Pular para o conteúdo principal

Curto Circuito ou a Geometria Perfeita

Poesia & Prosa
  


Curto Circuito ou a Geometria Perfeita

p/ K. W. Jerusalém e S. Hawking

Os que se embrenham no matagal do saber
carregam a singularidade como sacrifício.”
(Donaldo Schuler – em “Heráclito e seu Dis-Curso”)

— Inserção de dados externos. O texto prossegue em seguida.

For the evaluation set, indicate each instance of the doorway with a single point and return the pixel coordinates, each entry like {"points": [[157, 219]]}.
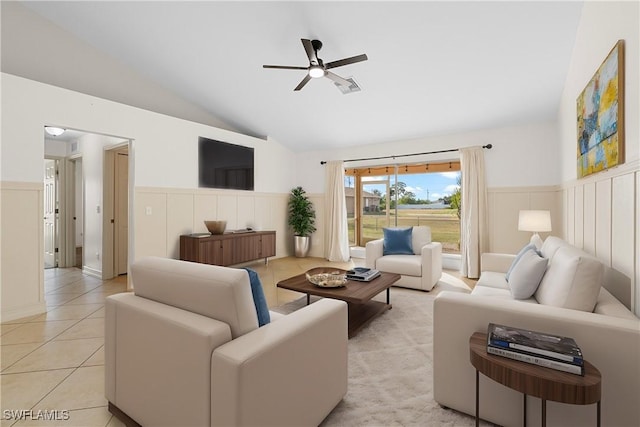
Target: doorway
{"points": [[51, 206], [121, 210], [92, 196]]}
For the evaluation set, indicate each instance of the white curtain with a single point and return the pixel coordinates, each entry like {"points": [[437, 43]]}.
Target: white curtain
{"points": [[336, 240], [474, 229]]}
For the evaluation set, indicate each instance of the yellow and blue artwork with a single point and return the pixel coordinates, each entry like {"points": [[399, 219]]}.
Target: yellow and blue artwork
{"points": [[600, 116]]}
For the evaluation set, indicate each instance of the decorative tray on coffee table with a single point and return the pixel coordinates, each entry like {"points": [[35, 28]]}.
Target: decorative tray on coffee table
{"points": [[327, 277]]}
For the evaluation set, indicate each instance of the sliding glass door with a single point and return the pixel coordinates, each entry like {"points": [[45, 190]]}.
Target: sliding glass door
{"points": [[404, 196]]}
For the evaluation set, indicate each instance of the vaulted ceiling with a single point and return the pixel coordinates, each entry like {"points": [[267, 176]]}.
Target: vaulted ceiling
{"points": [[434, 67]]}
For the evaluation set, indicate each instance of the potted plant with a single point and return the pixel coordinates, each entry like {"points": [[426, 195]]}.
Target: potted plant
{"points": [[302, 218]]}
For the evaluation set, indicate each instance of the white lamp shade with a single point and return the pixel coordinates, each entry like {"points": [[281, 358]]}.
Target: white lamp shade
{"points": [[534, 221]]}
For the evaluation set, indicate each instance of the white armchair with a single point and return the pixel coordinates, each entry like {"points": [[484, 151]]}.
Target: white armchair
{"points": [[422, 270], [185, 349]]}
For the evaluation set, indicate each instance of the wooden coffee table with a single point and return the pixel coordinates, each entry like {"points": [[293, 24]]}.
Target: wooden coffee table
{"points": [[362, 309]]}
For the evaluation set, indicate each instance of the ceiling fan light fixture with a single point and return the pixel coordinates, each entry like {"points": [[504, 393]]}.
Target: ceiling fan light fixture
{"points": [[54, 131], [315, 71]]}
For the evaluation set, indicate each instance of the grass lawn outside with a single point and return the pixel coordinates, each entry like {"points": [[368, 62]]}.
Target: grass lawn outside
{"points": [[444, 223]]}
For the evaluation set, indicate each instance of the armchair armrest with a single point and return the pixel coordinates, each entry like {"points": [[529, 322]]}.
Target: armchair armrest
{"points": [[601, 338], [499, 263], [289, 372], [431, 254], [373, 251], [157, 359]]}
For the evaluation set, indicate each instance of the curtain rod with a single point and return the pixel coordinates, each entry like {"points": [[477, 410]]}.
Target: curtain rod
{"points": [[488, 146]]}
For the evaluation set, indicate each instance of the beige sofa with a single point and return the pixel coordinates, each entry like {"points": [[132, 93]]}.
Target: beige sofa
{"points": [[608, 334], [185, 350], [422, 270]]}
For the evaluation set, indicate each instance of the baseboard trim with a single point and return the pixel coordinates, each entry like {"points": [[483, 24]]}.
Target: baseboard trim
{"points": [[92, 272], [19, 313]]}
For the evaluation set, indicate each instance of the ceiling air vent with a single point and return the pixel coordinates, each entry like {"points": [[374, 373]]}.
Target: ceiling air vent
{"points": [[353, 87]]}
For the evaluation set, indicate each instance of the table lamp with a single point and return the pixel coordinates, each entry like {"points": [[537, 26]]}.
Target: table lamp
{"points": [[535, 221]]}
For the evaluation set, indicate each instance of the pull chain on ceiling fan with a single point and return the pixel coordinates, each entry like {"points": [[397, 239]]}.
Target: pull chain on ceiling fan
{"points": [[317, 68]]}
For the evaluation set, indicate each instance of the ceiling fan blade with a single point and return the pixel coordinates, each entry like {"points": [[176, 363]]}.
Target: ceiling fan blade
{"points": [[336, 78], [285, 67], [303, 82], [311, 52], [346, 61]]}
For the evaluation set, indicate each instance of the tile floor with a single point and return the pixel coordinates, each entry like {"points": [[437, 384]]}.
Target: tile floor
{"points": [[55, 361]]}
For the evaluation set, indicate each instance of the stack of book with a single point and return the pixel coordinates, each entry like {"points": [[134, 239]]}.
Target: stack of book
{"points": [[362, 274], [538, 348]]}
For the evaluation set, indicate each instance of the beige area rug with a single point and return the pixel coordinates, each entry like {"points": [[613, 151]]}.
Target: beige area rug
{"points": [[390, 365]]}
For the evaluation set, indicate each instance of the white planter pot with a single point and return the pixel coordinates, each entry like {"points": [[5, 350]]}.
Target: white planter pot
{"points": [[301, 246]]}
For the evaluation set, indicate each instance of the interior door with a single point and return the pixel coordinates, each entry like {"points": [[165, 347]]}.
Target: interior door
{"points": [[121, 211], [50, 214]]}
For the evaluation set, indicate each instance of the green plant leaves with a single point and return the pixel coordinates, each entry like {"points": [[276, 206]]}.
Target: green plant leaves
{"points": [[301, 213]]}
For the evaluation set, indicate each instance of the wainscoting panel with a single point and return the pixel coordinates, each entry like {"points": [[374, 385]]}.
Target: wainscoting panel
{"points": [[246, 211], [180, 209], [636, 295], [22, 272], [578, 219], [151, 224], [228, 211], [589, 236], [504, 207], [205, 207], [622, 221], [604, 211], [603, 221], [164, 214]]}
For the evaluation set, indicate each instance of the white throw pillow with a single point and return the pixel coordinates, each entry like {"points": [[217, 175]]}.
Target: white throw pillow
{"points": [[526, 275], [527, 247], [572, 280]]}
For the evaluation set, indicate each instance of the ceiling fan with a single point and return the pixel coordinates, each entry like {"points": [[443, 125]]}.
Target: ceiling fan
{"points": [[317, 68]]}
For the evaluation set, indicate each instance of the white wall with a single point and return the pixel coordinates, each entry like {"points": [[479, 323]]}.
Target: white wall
{"points": [[519, 157], [164, 155], [602, 210], [601, 26]]}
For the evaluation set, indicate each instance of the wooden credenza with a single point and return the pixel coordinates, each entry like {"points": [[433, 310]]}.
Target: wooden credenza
{"points": [[229, 248]]}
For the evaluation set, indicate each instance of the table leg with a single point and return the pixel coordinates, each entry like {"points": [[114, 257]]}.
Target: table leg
{"points": [[477, 399]]}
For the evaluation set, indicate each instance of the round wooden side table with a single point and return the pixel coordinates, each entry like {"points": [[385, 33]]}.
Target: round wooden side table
{"points": [[534, 380]]}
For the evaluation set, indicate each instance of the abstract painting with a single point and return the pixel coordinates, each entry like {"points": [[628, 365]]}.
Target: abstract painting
{"points": [[600, 109]]}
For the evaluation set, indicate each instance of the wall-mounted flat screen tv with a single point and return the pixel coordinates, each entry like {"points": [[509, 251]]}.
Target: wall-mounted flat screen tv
{"points": [[224, 165]]}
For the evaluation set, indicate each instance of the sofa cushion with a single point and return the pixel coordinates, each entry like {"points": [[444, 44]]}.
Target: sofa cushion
{"points": [[527, 274], [397, 241], [485, 291], [572, 280], [420, 236], [492, 279], [406, 265], [525, 249], [220, 293]]}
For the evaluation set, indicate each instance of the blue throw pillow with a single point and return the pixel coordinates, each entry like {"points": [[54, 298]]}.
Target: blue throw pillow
{"points": [[397, 241], [258, 298]]}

Se morro eu, você verá o cessar abrupto. Este não mais sentidos ou aquele nenhum pensamento. Nadificado nado no infinito tudo. Porém, ah deus meu! deus meu! E se morre você? Falece-me a sorte. Empalidecem os tecidos e sussurram os ventos: morto, morto, morto...”
Um resignado e exótico zumbi encurralado. Em abandono qualquer percepção estética. Aniquilado figurante de um minúsculo curta-metragem. Tragédia pontual asfixiada por voragens. Prenúncio de ganidos. Um certo aroma só antevisto em sonhos. A ânsia por despertar em meio a fluição em redemoinho. Em meio à correnteza eu: torto, torto, torto; Por que mordo a mão do adestrador? Simples, desprezo a guia e renego a forca.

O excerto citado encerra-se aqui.